A seminal new report entitled “Biocultural Diversity: Threatened Species, Endangered Languages,” compares the status of and trends in biological and linguistic diversity around the world. Published by the WWF – Netherlands, the report measures global linguistic diversity and shows that of the world’s 7,000 languages, around 25 percent are threatened with extinction, a rate that very closely corresponds to the global extinction rates of plants and animals. The publication builds upon work its authors have done with Terralingua, a longtime partner of The Christensen Fund.
“This is one of the more systematic efforts to define and describe biocultural diversity – or more particularly language and biodiversity – that has ever been completed,” said Dr. Ken Wilson, Executive Director of The Christensen Fund. “It’s not just a careful and thorough description of how linguistic and biodiversity actually evolve and connect, but a presentation of fresh data on the different patterns in different regions that groups on the ground will find stimulating and useful in their own communications and strategic work.”

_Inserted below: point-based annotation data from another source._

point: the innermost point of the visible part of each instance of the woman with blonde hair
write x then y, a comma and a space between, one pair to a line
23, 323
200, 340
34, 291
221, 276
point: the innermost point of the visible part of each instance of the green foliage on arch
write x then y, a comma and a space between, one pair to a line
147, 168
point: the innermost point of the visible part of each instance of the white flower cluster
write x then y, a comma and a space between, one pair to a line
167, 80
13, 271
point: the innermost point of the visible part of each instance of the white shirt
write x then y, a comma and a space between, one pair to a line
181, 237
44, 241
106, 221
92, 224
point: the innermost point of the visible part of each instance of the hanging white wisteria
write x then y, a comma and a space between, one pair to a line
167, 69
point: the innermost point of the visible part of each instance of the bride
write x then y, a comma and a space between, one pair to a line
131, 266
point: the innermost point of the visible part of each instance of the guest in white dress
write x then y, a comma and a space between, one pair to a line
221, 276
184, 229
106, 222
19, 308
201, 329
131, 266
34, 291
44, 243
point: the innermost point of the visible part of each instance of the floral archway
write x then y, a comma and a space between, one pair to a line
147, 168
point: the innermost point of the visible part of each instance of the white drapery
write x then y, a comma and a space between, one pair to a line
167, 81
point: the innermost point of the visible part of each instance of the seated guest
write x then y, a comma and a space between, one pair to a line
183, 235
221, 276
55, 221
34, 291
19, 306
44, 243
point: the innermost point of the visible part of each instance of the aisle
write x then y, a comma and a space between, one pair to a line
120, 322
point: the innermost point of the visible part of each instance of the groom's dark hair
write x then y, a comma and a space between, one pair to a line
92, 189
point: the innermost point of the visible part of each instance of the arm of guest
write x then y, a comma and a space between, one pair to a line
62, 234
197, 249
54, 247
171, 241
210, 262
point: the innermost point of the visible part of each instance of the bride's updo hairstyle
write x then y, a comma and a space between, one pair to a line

The report, written by David Harmon, Executive Director of the George Wright Society and Jonathan Loh, a biologist at the Zoological Society of London, is accompanied by a new Index of Linguistic Diversity.
In a New York Times editorial, the authors write:
“When we superimpose the global trend line of our new index upon that of the Living Planet Index, a well-respected measure of the rate at which biodiversity is declining, the result is astonishing: They track one another almost perfectly, with both falling about 30 percent between 1970 and 2009.”